Louis Mandler, Dévoration

9782351220504.jpgIl y a un an les éditions Sulliver publiaient l’Humanité sans sépulture de Louis Mandler, ode de larme et de sang, de rage et de douleur. Elles récidivent cette année avec un nouvel opus de cet auteur : Dévoration. Curieux livre, difficile à définir, que j’ai un peu moins aimé que le précédent, peut-être parce que je ne l’ai pas lu dans de bonnes conditions. Trop long pour être un poème, trop poétique pour être un roman, le texte de Mandler navigue entre deux eaux, ce qui ne constitue jamais un exercice très facile. On y déniche néanmoins nombre de pépites et de phrases ciselées de main de maître, telles que celle-ci : « Je suis d’une génération sans idéals, consommatrice de musiques comme du reste. Les suivantes sont dépendantes de minuscules objets sans lesquels elles deviennent hébétées, esclaves grumeleuses. La France du XVIIIe siècle aurait-elle connu la Révolution si elle avait consommé les anxiolytiques et les antidépresseurs qui l’endorment aujourd’hui ? »

 

Et puis, une œuvre s’ouvrant sur cette phrase de Georges Darien ne peut pas être foncièrement mauvaise : « Ce qu’il me faut, ce que je veux emporter d’ici, tout entière, terrible et me brûlant le cœur, c’est la haine ».

 

Louis Mandler, Dévoration, Sulliver, 2009

Commentaires

Déjà le premier ouvrage m'était tombé des mains alors celui-ci...

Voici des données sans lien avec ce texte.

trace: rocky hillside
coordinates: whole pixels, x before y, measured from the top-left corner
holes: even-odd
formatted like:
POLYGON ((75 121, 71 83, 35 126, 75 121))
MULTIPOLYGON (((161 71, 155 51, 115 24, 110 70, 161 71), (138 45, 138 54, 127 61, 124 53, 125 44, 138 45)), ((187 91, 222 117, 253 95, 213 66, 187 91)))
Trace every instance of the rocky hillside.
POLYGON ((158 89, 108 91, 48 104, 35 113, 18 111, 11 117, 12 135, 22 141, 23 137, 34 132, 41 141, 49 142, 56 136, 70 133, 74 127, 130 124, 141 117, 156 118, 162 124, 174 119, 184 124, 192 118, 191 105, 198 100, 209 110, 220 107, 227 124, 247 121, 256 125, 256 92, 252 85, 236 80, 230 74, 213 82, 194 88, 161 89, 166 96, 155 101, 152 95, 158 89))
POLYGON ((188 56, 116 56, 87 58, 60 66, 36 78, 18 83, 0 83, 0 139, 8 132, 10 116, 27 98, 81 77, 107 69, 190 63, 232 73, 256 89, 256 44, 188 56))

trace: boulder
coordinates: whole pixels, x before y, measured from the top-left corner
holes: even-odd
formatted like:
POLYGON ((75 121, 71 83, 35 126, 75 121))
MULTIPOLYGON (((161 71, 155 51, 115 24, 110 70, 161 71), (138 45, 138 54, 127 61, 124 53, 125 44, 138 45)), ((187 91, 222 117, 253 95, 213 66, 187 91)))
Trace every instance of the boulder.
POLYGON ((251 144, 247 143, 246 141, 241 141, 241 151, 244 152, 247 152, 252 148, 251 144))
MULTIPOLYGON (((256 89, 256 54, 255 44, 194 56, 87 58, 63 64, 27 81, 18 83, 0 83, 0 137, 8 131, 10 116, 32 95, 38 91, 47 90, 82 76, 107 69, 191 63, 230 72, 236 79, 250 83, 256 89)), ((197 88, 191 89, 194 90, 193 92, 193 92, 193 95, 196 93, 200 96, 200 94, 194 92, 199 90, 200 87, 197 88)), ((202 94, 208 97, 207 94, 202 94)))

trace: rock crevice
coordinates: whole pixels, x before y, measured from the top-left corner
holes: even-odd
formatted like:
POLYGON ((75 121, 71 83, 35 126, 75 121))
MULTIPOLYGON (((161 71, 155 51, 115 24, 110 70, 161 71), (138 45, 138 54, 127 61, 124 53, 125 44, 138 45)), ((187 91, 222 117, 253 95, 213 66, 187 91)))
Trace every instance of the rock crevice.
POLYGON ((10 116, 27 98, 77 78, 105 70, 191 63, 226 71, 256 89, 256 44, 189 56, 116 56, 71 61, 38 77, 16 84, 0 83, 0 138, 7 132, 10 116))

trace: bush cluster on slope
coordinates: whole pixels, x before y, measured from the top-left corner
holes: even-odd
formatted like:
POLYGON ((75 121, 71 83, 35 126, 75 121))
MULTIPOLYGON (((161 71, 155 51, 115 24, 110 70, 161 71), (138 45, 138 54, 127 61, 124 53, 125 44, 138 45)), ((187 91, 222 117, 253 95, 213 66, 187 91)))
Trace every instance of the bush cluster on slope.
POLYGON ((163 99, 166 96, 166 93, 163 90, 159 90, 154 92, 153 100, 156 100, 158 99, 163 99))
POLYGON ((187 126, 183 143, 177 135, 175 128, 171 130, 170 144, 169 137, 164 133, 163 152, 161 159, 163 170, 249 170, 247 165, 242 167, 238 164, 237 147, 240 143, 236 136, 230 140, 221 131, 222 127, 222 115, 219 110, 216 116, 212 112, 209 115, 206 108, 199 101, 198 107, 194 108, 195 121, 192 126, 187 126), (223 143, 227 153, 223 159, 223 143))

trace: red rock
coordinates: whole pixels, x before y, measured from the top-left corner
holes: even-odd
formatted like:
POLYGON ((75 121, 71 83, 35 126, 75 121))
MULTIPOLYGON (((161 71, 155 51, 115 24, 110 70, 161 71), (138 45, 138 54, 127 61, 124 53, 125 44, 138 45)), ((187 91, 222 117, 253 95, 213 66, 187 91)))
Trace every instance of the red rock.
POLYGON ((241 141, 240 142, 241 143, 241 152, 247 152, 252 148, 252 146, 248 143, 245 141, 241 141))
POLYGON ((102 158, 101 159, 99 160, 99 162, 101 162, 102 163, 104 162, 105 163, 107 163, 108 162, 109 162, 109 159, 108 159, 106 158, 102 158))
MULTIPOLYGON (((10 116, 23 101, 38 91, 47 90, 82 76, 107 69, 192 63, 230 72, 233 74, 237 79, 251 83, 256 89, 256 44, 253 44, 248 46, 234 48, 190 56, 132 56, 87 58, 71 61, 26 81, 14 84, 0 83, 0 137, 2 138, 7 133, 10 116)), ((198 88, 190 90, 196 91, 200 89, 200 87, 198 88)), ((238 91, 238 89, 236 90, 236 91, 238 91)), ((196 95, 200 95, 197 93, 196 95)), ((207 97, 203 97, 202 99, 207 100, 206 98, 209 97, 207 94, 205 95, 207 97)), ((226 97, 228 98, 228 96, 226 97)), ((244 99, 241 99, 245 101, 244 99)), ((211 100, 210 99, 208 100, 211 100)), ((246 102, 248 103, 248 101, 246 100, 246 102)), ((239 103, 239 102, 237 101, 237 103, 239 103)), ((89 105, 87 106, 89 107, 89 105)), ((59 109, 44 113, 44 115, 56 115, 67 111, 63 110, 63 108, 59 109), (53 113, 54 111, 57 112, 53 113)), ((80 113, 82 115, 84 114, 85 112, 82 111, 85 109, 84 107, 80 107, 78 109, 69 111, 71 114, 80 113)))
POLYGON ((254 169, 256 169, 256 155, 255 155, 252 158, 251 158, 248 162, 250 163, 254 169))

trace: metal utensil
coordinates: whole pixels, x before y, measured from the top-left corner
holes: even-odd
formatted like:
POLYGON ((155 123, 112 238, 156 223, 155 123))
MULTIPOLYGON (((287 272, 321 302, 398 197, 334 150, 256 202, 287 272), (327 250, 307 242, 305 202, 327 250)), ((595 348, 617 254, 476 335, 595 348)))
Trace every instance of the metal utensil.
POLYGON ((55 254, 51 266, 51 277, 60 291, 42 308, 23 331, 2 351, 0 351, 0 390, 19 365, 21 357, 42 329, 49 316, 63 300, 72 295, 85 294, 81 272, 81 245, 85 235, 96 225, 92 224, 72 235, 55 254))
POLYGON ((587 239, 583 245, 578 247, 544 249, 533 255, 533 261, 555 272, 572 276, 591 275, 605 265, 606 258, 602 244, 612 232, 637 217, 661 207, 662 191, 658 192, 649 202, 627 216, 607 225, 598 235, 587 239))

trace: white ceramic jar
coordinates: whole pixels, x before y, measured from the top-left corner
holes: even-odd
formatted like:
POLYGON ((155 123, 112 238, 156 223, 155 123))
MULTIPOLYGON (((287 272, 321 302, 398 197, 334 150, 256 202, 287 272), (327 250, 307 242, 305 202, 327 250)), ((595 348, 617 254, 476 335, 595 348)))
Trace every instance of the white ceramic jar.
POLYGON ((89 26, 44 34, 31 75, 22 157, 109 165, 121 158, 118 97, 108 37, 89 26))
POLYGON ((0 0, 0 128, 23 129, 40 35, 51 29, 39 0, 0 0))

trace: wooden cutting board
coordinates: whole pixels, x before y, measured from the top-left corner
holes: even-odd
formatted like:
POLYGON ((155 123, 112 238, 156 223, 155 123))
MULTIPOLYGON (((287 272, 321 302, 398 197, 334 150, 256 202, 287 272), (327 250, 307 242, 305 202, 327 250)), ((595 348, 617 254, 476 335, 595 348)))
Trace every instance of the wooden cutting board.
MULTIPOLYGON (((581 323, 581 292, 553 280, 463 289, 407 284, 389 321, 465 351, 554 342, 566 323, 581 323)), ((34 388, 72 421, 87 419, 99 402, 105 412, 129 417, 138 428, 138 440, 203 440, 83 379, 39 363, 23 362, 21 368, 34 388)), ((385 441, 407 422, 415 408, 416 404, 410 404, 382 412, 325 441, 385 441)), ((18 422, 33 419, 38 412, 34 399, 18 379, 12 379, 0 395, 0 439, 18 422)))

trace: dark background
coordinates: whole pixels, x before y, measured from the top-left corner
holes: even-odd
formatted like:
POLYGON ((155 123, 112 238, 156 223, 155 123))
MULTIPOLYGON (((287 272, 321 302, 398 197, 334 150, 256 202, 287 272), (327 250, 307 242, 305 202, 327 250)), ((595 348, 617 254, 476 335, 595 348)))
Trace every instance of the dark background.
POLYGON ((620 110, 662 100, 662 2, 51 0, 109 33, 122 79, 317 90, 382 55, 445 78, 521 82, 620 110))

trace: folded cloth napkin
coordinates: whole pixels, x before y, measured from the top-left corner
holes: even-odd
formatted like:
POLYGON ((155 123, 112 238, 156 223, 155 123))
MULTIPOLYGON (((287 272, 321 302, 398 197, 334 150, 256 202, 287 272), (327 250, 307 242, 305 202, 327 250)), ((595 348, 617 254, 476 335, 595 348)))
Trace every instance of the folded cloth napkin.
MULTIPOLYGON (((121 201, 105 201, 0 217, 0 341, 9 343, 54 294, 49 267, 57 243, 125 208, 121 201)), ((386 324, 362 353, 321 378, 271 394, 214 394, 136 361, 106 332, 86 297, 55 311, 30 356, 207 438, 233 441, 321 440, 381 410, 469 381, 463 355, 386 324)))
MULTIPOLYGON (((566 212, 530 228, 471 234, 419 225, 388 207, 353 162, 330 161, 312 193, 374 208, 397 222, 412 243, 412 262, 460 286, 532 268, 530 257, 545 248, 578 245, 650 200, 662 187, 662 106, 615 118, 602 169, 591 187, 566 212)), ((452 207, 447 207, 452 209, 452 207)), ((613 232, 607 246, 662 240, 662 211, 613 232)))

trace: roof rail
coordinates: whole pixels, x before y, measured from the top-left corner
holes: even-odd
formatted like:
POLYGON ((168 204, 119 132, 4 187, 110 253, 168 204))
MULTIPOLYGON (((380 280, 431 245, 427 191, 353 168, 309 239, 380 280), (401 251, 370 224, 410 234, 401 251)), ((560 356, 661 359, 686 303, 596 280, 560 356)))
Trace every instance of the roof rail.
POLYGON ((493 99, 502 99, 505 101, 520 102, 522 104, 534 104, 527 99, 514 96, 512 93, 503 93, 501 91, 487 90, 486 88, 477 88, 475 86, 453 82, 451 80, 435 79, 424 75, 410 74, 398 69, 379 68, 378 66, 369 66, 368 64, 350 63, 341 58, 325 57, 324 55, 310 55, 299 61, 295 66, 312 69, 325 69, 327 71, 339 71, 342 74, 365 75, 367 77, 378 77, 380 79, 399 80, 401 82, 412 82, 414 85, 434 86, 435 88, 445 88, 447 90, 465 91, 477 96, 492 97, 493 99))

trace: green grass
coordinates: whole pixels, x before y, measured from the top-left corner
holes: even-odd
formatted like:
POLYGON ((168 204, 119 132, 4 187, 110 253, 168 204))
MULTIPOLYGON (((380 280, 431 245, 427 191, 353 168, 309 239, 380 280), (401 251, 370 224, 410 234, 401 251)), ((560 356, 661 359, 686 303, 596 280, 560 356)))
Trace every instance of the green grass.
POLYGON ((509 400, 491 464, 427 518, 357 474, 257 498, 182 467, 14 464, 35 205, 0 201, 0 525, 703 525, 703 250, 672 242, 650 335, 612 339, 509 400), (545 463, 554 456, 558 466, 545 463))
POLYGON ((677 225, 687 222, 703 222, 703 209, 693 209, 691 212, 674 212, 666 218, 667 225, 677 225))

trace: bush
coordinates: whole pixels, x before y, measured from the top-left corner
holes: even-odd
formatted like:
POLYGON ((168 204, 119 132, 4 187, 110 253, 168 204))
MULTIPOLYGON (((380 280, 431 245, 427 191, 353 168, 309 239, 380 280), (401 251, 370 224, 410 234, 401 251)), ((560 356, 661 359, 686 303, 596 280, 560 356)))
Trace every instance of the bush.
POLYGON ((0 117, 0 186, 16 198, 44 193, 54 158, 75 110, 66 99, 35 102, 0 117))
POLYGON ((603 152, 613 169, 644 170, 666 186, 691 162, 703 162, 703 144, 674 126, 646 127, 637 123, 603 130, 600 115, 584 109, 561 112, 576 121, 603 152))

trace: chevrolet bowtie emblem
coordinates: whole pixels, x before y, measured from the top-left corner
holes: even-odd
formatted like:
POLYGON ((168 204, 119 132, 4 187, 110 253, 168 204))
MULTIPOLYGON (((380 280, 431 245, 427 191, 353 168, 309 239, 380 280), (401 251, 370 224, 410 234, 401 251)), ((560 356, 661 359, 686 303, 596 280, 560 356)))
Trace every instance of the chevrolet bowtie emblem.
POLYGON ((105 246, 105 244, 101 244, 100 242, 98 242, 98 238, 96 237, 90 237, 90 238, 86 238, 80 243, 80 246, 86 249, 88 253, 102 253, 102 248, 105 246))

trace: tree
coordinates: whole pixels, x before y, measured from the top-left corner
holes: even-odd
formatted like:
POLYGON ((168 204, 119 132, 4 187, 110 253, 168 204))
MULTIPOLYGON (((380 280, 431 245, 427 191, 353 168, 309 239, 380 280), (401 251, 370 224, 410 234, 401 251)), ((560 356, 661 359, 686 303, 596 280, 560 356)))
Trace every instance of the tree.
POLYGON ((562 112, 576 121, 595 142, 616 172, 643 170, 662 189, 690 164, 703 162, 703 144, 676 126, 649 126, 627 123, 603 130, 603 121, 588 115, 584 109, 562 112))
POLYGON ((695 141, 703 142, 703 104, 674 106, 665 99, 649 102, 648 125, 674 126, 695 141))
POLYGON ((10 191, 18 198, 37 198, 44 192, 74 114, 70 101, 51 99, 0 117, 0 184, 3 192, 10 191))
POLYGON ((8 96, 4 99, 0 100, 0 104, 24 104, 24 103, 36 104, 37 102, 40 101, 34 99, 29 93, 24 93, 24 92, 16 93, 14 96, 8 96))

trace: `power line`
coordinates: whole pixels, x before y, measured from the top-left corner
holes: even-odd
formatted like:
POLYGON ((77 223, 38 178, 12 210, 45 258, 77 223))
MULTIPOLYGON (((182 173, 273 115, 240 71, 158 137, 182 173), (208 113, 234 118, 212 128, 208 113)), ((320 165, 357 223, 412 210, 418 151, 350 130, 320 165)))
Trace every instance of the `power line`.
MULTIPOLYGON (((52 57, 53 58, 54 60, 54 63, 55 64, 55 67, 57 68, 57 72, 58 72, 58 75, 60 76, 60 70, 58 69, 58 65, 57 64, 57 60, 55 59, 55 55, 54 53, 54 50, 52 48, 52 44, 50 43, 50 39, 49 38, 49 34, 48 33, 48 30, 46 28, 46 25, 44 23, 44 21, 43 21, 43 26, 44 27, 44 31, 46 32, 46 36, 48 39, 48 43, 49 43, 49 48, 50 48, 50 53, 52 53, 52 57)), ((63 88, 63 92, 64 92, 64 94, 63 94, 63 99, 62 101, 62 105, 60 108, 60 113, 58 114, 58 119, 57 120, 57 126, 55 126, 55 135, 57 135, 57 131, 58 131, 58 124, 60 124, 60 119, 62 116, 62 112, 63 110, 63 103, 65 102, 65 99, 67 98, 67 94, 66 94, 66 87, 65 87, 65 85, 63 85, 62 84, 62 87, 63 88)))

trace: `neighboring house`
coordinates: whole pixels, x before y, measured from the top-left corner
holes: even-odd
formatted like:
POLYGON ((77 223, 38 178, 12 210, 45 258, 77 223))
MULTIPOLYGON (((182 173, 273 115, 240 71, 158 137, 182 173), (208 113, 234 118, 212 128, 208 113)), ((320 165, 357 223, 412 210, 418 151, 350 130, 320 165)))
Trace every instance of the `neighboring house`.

Écrit par : Pascale | 13 avril 2009

Tu es dure avec "L'Humanité sans sépulture" que j'avais trouvé plutôt bon.

Quant à Dévoration...

Écrit par : stephane | 13 avril 2009

Ben, je te donne franchement mon opinion. Ma réflexion après quelques pages de lecture, avant de balancer le livre, fut : si tous ceux qui ont besoin de pousser une gueulante se croient écrivains car édités, où va-t-on ?
Ce n'est pas un livre pour moi mais il peut plaire à d'autres, la preuve, il t'a plu, c'est l'essentiel ; on ne fait jamais l'unanimité.